Jalantzia lokohensis

Scientific classification
- Kingdom: Plantae
- Clade: Tracheophytes
- Clade: Angiosperms
- Clade: Eudicots
- Clade: Asterids
- Order: Asterales
- Family: Asteraceae
- Genus: Jalantzia
- Species: J. lokohensis
- Binomial name: Jalantzia lokohensis (Humbert) D.J.N. Hind
- Synonyms: Vernoniopsis caudata subsp. lokohensis Humbert ; Vernoniopsis lokohensis (Humbert) Callm. & Phillipson ;

= Jalantzia lokohensis =

- Authority: (Humbert) D.J.N. Hind

Species of plant

Jalantzia lokohensis is a species of flowering plant in the family Asteraceae, native to Madagascar.

==Taxonomy==
The species was first described by Jean-Henri Humbert in 1955 as Vernoniopsis caudata subsp. lokohensis. It was raised to a full species in 2011 as Vernoniopsis lokohensis.
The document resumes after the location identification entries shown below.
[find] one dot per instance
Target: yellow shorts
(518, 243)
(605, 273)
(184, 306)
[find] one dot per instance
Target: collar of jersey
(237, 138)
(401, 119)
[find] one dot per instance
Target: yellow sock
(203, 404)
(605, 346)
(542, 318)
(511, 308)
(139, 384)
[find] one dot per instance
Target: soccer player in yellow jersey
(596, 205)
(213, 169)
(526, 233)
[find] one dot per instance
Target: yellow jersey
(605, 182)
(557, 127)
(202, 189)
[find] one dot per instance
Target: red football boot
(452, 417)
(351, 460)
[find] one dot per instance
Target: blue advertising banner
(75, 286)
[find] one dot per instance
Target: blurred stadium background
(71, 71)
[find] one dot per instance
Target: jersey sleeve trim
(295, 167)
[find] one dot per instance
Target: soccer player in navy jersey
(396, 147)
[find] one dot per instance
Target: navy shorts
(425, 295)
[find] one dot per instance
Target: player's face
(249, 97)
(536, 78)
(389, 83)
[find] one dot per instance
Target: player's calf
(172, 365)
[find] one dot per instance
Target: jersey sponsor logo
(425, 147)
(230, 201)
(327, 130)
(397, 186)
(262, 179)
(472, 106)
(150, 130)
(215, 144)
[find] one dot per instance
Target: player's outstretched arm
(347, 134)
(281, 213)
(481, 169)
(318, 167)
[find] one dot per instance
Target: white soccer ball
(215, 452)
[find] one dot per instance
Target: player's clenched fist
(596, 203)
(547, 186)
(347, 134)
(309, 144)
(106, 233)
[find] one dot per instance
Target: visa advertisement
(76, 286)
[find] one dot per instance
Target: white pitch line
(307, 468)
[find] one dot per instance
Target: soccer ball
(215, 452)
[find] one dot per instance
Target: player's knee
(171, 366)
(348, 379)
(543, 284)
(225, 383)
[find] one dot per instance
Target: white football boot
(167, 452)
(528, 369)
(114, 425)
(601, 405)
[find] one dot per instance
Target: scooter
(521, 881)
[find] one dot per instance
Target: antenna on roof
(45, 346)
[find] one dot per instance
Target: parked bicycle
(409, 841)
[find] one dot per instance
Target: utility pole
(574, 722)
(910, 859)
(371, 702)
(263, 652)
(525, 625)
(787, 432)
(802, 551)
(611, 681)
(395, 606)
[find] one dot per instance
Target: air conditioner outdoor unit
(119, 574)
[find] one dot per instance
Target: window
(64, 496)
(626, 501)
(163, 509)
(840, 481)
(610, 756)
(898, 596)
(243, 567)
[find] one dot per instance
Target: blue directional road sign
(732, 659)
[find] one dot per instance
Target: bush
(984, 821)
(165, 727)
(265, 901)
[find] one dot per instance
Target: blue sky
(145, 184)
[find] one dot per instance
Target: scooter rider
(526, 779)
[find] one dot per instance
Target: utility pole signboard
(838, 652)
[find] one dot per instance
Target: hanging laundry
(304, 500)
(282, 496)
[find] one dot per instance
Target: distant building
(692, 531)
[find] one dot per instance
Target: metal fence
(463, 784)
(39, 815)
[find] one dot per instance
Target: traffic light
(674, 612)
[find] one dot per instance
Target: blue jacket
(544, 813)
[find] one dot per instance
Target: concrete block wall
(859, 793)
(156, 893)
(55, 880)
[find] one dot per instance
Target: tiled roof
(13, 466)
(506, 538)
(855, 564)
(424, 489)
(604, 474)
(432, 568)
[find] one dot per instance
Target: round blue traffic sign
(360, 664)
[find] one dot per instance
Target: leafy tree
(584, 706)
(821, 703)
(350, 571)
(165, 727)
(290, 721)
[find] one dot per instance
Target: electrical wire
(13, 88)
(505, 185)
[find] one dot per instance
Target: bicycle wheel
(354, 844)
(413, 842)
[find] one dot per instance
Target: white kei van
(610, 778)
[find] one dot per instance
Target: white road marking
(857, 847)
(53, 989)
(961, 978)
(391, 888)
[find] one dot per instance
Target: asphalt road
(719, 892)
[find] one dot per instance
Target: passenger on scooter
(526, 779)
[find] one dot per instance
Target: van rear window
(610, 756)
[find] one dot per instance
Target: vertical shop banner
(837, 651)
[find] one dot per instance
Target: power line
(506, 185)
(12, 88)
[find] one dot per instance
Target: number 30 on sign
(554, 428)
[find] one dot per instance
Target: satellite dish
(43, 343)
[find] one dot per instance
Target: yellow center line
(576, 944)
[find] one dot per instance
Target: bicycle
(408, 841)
However, Humbert's genus name Vernoniopsis, is illegitimate, as it is a later homonym. In 2024, the replacement name Jalantzia was published for Vernoniopsis Humbert, and this species became Jalantzia lokohensis. As of May 2024, Plants of the World Online still treated it as Vernoniopsis lokohensis.